I looked up and saw that the sky was covered, the moonlight barely showing through the top. “Oh, great,” I muttered. What now? I couldn’t go anywhere, lest I should be clumsy and trip over a log and bleed to death in the night, within the forest, where no one could hear me.

Backing out was not a choice, if I had one. The trees were closing onto me now, closing off the ways so that I would be a prisoner here, now and forever. I had to face it, though I was stuck. I would just have to wait around here until agreeable conditions arrived. How long would the sun rise up? I had no idea. I had not a single wristwatch on my person to check the hour.

Just when hopelessness began set in, I was met by an unexpected surprise.

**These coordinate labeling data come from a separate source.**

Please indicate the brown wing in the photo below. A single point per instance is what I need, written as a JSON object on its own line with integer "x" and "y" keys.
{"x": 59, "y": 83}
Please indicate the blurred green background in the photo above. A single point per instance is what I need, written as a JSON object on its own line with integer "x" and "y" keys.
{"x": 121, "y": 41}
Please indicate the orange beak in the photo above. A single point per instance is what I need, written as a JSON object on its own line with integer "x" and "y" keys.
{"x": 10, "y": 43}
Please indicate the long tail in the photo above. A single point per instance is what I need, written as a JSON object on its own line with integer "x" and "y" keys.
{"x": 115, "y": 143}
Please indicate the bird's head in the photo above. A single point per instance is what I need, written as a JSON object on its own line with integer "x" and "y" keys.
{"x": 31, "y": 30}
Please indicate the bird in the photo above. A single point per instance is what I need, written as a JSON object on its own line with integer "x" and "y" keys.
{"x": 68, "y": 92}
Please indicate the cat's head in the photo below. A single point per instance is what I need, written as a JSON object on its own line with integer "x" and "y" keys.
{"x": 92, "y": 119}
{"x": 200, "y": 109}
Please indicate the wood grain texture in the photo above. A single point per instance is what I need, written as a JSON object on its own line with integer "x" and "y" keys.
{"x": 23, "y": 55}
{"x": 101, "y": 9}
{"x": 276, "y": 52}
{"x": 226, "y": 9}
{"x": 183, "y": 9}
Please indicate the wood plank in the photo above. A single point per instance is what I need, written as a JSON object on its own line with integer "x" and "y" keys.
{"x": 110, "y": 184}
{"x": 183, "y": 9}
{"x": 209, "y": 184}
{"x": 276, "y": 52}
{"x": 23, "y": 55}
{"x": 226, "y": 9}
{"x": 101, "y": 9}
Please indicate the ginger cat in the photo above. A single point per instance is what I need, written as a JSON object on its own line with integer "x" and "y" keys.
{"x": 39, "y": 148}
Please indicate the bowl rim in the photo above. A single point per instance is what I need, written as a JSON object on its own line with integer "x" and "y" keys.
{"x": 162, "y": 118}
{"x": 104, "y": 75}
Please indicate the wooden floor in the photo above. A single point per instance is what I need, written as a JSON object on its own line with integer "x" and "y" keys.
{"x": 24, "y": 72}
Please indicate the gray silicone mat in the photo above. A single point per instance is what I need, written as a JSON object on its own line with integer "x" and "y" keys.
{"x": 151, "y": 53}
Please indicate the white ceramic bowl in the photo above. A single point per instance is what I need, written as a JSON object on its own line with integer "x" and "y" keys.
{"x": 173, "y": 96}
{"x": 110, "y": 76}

A lone pebble came flying over, hitting me between the eyes. “Ouch!” I cried out, jolted by the sudden assault.

“Hey, you came back.”

James appeared from some underbrush with a slingshot in his hand, wearing that famous cocky grin of his. How I joyfully took the brightening sheen of his teeth as a good omen! I had never been happy to see anyone in my life. “Thought you would never play again after that trick.”

“James!” I ejaculated, forgetting about the pebble. I rushed up to him. “James, you have to help. I’ve been wandering this cursed forest for hours and hours. I’m afraid I’m lost. And––”

“Hold your horses,” James said, backing away. “First off, why are you here in the dead of night? Isn’t that a bit too scary, even for you?” The edges of his mouth curled upward, taunting me.

I was about to ask him that, but I shoved the snide remark aside. “Long story James. But you must help me find the lake.”

James narrowed his eyes. “Eh, now why’s that?”